Golden turd on the Edinburgh skyline from the National Museum. It perhaps doesn’t look quite so awful in black and white.
Took some photos of several day’s accumulation of frost just half an hour before the thaw set in and it all melted.
Spent the last few days mostly on my own being ill. At least the view outside the kitchen window is pretty.
Figure from the remarkable collection of architectural fragments at Elgin Cathedral. I took this photo in February, but only just got round to developing the film.
Met this anxiety filled couple at the Burrell Collection in Glasgow this morning. Apparently they have come over from Spain.
Experimental image made with homemade RTI (Reflectance Transformation Imaging) setup. The aim is to make indistinct details on objects clearer, here on a white 19th century clay tobacco pipe.
A photo of a photo (negative) of me taking a photo of myself. The camera viewfinder shows a mirror image, so looking into the mirror I saw myself the right way round.
Part of a late Victorian/Edwardian electrical switch excavated along with some of the wiring in a local graveyard in 2015.
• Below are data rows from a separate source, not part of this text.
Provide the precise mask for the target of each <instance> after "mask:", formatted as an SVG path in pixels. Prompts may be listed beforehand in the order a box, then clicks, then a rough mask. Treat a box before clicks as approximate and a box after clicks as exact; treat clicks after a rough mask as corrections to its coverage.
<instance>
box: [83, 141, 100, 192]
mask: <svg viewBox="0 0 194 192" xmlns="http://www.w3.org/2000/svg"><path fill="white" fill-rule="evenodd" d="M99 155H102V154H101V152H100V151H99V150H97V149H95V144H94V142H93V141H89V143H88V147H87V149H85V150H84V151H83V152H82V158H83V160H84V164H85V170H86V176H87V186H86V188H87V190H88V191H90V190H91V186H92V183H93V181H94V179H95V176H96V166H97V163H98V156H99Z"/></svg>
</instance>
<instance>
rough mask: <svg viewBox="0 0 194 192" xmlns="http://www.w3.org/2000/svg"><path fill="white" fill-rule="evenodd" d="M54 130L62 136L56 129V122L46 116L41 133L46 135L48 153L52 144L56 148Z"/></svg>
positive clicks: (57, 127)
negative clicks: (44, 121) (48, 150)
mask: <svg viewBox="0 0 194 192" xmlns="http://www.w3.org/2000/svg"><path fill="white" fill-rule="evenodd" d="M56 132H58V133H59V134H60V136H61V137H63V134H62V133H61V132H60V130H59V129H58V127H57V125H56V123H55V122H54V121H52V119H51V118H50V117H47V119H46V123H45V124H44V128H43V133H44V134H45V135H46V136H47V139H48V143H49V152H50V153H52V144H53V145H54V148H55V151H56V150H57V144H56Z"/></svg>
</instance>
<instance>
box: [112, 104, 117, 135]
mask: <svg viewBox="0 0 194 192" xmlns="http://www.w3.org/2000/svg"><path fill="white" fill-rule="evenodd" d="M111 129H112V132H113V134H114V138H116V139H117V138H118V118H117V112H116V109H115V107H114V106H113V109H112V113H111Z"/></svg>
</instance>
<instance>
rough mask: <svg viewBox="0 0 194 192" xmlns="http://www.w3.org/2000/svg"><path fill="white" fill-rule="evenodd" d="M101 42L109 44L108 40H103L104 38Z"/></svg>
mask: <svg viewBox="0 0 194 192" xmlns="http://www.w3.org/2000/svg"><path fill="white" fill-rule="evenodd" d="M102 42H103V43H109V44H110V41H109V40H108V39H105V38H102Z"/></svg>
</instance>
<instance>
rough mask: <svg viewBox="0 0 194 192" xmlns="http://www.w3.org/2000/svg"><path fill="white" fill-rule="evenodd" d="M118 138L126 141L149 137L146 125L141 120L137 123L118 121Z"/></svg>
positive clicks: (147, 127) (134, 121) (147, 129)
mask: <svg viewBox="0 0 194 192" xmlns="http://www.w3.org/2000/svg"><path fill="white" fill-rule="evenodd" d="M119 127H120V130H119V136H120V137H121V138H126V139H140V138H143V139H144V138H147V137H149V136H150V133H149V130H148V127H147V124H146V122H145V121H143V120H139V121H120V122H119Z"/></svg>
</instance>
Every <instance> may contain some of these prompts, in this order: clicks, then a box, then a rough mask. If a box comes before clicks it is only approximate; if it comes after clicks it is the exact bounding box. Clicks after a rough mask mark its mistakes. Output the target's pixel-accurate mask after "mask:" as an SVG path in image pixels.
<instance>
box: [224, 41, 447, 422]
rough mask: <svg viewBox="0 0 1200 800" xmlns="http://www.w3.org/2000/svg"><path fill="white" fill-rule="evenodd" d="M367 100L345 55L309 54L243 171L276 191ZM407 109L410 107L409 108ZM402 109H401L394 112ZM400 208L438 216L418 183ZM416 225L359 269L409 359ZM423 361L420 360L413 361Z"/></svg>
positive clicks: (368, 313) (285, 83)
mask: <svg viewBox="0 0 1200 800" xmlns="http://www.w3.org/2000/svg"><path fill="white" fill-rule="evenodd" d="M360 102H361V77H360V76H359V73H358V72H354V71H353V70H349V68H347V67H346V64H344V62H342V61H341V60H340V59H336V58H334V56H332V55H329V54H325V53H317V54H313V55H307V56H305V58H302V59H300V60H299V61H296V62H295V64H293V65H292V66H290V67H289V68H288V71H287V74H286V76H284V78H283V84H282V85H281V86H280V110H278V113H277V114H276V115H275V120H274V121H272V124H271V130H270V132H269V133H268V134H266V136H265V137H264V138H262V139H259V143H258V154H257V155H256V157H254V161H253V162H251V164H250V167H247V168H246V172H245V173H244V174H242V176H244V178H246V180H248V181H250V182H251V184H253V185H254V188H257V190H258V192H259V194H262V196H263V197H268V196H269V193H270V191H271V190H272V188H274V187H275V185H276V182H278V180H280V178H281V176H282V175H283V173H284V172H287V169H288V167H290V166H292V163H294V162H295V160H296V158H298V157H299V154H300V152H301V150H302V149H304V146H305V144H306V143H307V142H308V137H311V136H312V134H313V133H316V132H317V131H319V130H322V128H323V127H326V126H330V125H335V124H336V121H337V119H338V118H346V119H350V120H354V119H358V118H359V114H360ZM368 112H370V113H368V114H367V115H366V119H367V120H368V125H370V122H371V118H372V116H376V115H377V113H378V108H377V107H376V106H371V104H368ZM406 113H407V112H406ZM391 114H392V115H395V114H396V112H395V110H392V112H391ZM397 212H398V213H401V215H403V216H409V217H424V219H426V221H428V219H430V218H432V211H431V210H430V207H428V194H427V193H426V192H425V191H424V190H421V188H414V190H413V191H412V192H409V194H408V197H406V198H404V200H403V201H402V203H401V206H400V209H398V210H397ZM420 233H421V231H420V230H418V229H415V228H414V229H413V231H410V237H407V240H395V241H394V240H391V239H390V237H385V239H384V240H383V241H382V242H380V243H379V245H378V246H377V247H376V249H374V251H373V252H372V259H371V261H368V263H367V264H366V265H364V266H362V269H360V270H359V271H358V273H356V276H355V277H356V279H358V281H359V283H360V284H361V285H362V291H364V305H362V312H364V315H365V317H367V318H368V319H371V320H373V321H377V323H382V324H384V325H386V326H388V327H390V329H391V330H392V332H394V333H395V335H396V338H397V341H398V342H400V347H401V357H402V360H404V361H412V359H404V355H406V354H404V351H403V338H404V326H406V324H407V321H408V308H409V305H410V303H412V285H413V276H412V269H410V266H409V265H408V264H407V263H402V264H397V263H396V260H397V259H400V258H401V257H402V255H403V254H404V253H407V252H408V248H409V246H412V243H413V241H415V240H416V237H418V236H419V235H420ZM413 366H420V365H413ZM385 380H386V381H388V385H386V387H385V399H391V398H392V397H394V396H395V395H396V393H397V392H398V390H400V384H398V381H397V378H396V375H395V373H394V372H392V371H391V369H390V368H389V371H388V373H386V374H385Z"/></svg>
I have had another go at film development. This time a colour film taken some time ago on an old Yashicamat I inherited from my father-in-law. There are only 12 exposures to a film, but 6cm square, so much larger than 35mm.
My expectations for the experiment were set low, but I was pleased with the results. This image was taken from Calton Hill looking across the city of Edinburgh to the old town and castle. Edinburgh is blessed with a number of hilly vantage points. This one is steep, but well worth the effort.
I am not sure how long ago the photo was taken, but the cranes on the right have been gone for some months now.
I have looked at the rest of the film I developed the other day. This image comes before the beach scene I already posted and I actually recall taking this one. It was in Kelvingrove Park, Glasgow, spring last year. The lockdown had been relaxed and people were able to meet outside, in public, with a few friends or family from another household. It was a warm, spring day; my partner and I met up with our son and his partner for a picnic, carefully distanced from other folk doing the same thing. I remember it was quite exhilerating, scary even.
I finally got round to developing a couple of the films I took sometime between 2019 and 2021. I know this is the beach at Burntisland in Scotland, but that is all. There aren’t leaves on the nearest bushes - so not summer!
Rather cool find in an old graveyard
Just spent a couple of days finishing off an excavation in the old burgh graveyard in Dunfermline, searching for buried gravestones. We found this one, lying flat, rather feeble inscription facing upward. Earlier stones often just carry initials, so here we probably have a husband: W.B., his wife: I.B. And their offspring R.B. Scottish married women were always recorded with their maiden name on anything official, so the second B needn’t represent the same surname as the husband’s. The first line of the inscription has clearly been executed by a competent stone mason, while the second line almost looks like a graffito.
The stone is light enough to flip, so we did, just in case there was more information on the reverse face. There wasn’t, but the top of the stone included the date 1670 and has been surprisingly well finished, presumably by the same mason who engraved the first line of initials. This is one of the oldest stones to be recovered.
A quick look at the parish records show that 1670 falls within a long gap in burial records, though it may be possible to find the family using birth records.